Social Movements

Our research area group on social movements includes multiple faculty studying U.S., Latin American, and transnational movements, within the context of the political sociology literature. We offer broad training for graduate students interested movements striving for political, cultural, and/or societal change, with particular depth in the role of culture (including religion) in motivating and sustaining collective action.

Program Details

We educate graduate and undergraduate students to understand the role of movements in creating social and political change (and sometimes opposing it). For undergraduates, this means studying the role movements have played historically and in contemporary society, as well as how they can help advance democracy and social justice in the future. For graduate students, this means gaining advance knowledge of how movements recruit and motivate participants; pursue societal change; draw on culture, social networks, and societal resources to do so; and ultimately create political, legal, and cultural outcomes that shape society’s future and provide the grounds for future democratic struggles. Our graduate students have access to faculty who regularly publish their own research on this terrain, but also happily explore and support student research interests.

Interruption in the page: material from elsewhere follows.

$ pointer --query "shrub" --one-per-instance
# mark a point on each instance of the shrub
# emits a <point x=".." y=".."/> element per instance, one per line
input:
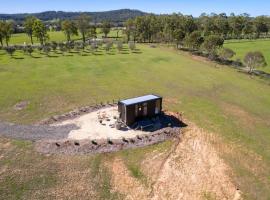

In addition to broad training in social theory, qualitative/quantitative research methods, and writing skills offered by the Department, students of social movements can draw from a variety of courses, including:

Undergraduate Courses

  • Social Movements
  • Community Organizing and the Struggle for Justice
  • Environmental Sociology
  • Nonviolent Alternatives
  • Sociology of Pluralism & Difference

Graduate Courses               

  • Social & Political Movements*
  • Political Culture and Democratic Theory
  • Political Sociology
  • Knowledge & Power
  • Social Inequalities

In preparing for comprehensive exams and writing master’s theses, articles, and doctoral dissertations, graduate students are mentored by faculty in how to draw on existing research and their own interests to frame a research question, design a research project, collect and analyze data, and write convincingly. We encourage rigorous thinking and well-designed research, and welcome such work that strives also to address contemporary societal problems and the challenges facing democratic life.

 

* Primary course required for comprehensive exams in this area.